I am also a Waray living away from Leyte.. Glad to see some great Waray bloggers.


belle said... have my heart, thad..i almost i have family stayin' abroad, as well..and i used to wonder why people had to go so far away to reach their dreams, why can't they find it here?..

jonathan said...

I like reading stories or entries about family but it makes me shed a tear or two when it is about death. Condolences to you.

I am also far away from my family. I hear of my mom getting sick and all I can do is pray.

Thank you for this beautiful entry. It is an eye-opener.

Dora Fe Bernardo said...

kuya, keep your faith.. despite what happened, life is still beautiful indeed.. we care, hope u know that too..

filhombre@yahoo said...

I can relate to your situation. I was an OFW for 12 years in KSA. When I was in Saudi, I thought life in US is good. I realized later that its hard. Damu utang, damu credit cards.

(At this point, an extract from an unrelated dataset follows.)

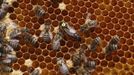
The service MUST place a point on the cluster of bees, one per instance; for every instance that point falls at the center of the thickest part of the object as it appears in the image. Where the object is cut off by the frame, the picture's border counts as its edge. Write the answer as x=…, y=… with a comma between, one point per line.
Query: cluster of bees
x=82, y=66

Move to US if you're an RN otherwise you end up working with meager income. I still believe whatever decisions they made, it is always for the best interest of the kids. You have a good family. BTW, I like your style of writing.

Anonymous said...

"I wish I could say that my parent’s strivings for a better life sustained by years and years of work abroad was worth it, but I believe we paid too steep a price: we were robbed of our time together as a family." In choosing between two evils, choose the lesser evil, your parents have chosen the temptation of america in order for their family to survive and have better future rather than gamble the future in arab soil and life in Phils, we are in the same boat, all my relatives are in US while I opted to stay here in UAE, my parents died sadly in US waiting for us to be reunited which didn't happen, I think everything happen for a cause, without the Lord's interference I might be a loser... have faith in him always dude!